February 18, 2018: In central Yemen (Baida province) an American UAV used a missile to kill an AQAP commander and his driver. Baida continues to be where the United States concentrates most of its airstrikes (usually via UAVs). During 2017 there were 114 of these airstrikes, most of them towards the end of the year and largely going after AQAP and ISIL (Islamic State in Iraq and the Levant) camps and key personnel in and around Baida. This greatly reduced Islamic terrorist capabilities in Baida, which had long been an Islamic terrorist stronghold.
Pakistan announced it is sending another thousand troops to Saudi Arabia to operate a military training program for more than 10,000 Saudi troops. The Pakistanis have a lot of recent experience dealing with Islamic terror groups and irregular warfare in general. The Pakistanis are expected to pass those skills on to Saudi officers and troops. Pakistan has already supplied Saudi Arabia with security advisors and trainers and that has worked out well.
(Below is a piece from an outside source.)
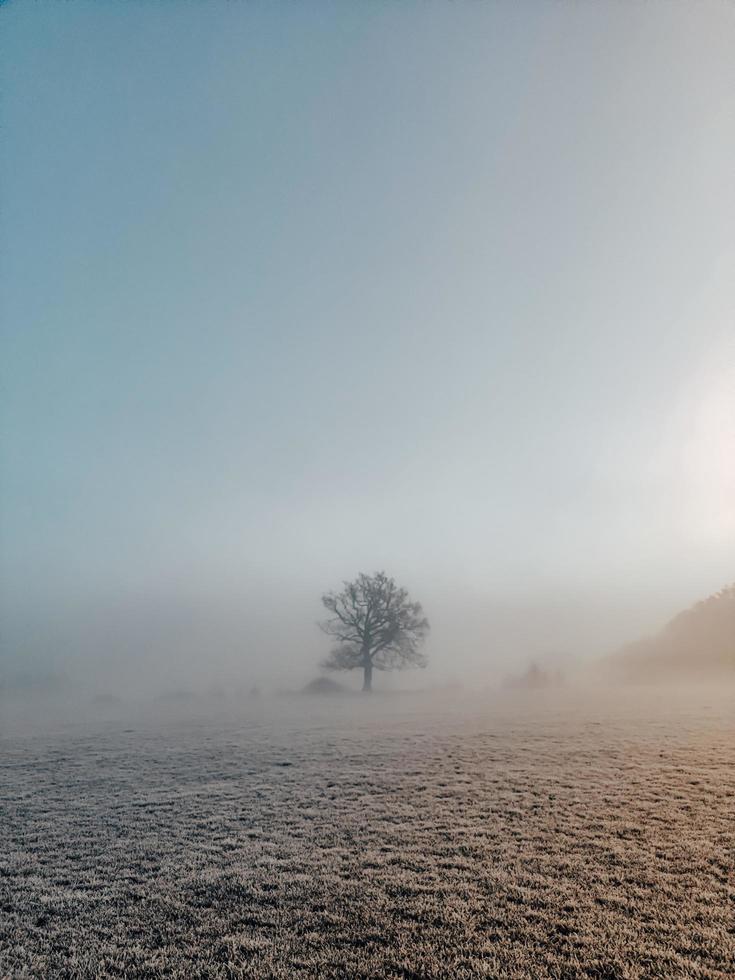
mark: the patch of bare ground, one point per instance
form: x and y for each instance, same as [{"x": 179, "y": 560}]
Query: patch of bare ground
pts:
[{"x": 368, "y": 840}]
February 10, 2018: In the southwest (Taiz province) government forces advancing along the coast captured a rebel base and found eleven ballistic missiles.
February 5, 2018: In the northwest another rebel ballistic missile was shot down by Saudi Patriot anti-missile missiles after it crossed the border headed for Asir province. This ballistic missile appeared to be headed for the city of Khamis Mushait rather than the nearby King Khalid Air Base. In March 2017 there was a similar attack involving four ballistic missiles, at least one of them headed for the air base. The Arabs point to these Iranian ballistic missiles and Iranian UAVs as pretty clear evidence that Iran was still smuggling weapons in. Iran denies everything and when confronted with physical evidence insists that the Yemeni Shia made they stuff locally, obtaining technical help via the Internet.
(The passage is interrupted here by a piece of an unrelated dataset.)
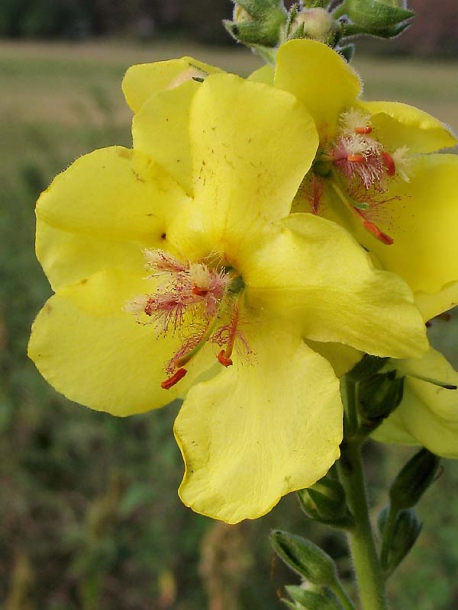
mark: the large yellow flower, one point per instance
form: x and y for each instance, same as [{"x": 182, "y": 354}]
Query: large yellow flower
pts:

February 2, 2018: Saudi and UAE officials have worked out a truce deal with the Yemeni separatists that had, during the last week of January, forced their way into the port city of Aden demanding that changes be made in the composition of the current elected (UN recognized and Arab coalition backed) Hadi government. The southern separatists complain that the current administration in the south is corrupt, incompetent and not serving the needs of the people. That is largely because the Hadi government does not control all of the south. There are still large areas controlled by tribes that are independent or support Islamic terror groups. All the tribes believe they are not getting their fair share of financial and other support. The Aden invaders belong to the STC (South Transitional Council), which is recognized by the Arab coalition (especially the UAE) that is leading the battle against the Shia rebels. The two major members of that coalition, the UAE and Saudi Arabia, have divided some of the responsibility for the fighting and maintaining security. The UAE looks after Aden and has had good relations with the STC but not enough to prevent the current violence that has, in the last four days caused several hundred casualties and at least 40 dead. The UAE and Saudi Arabia sent some senior officials to Aden to negotiate with the STC.